Widespread redundancy in -omics profiles of cancer mutation states

Abstract

In studies of cellular function in cancer, researchers are increasingly able to choose from many -omics assays as functional readouts. Choosing the correct readout for a given study can be difficult, and which layer of cellular function is most suitable to capture the relevant signal may be unclear. In this study, we consider prediction of cancer mutation status (presence or absence) from functional -omics data as a representative problem. Since functional signatures of cancer mutation have been identified across many data types, this problem presents an opportunity to quantify and compare the ability of different -omics readouts to capture signals of dysregulation in cancer. The TCGA Pan-Cancer Atlas contains genetic alteration data including somatic mutations and copy number variants (CNVs), as well as several -omics data types. From TCGA, we focus on RNA sequencing, DNA methylation arrays, reverse phase protein arrays (RPPA), microRNA, and somatic mutational signatures as -omics readouts.

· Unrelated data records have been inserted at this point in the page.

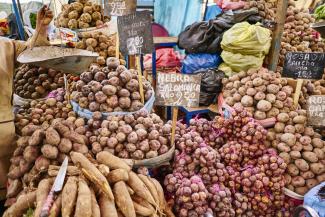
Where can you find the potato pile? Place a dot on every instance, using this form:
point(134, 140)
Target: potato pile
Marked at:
point(301, 148)
point(100, 43)
point(242, 178)
point(102, 187)
point(266, 9)
point(44, 112)
point(137, 136)
point(297, 35)
point(110, 89)
point(80, 15)
point(263, 93)
point(32, 82)
point(40, 146)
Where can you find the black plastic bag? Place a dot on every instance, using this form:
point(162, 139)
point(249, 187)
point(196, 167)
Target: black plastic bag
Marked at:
point(206, 36)
point(211, 85)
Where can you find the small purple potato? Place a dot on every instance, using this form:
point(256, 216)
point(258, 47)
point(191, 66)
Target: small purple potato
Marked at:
point(93, 106)
point(154, 145)
point(109, 90)
point(100, 97)
point(50, 151)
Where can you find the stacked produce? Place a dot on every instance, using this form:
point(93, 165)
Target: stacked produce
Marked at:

Across a collection of genes recurrently mutated in cancer, RNA sequencing tends to be the most effective predictor of mutation state. Surprisingly, we found that for many of the genes we considered, one or more other data types are approximately equally effective predictors. Performance was more variable between mutations than it was between data types for the same mutation, and there was often little difference between the top data types. We also found that combining data types into a single multi-omics model provided little or no improvement in predictive ability over the best individual data type. Based on our results, for the design of studies focused on the functional outcomes of cancer mutations, there are often multiple -omics types that can serve as effective readouts, although gene expression seems to be a reasonable default option.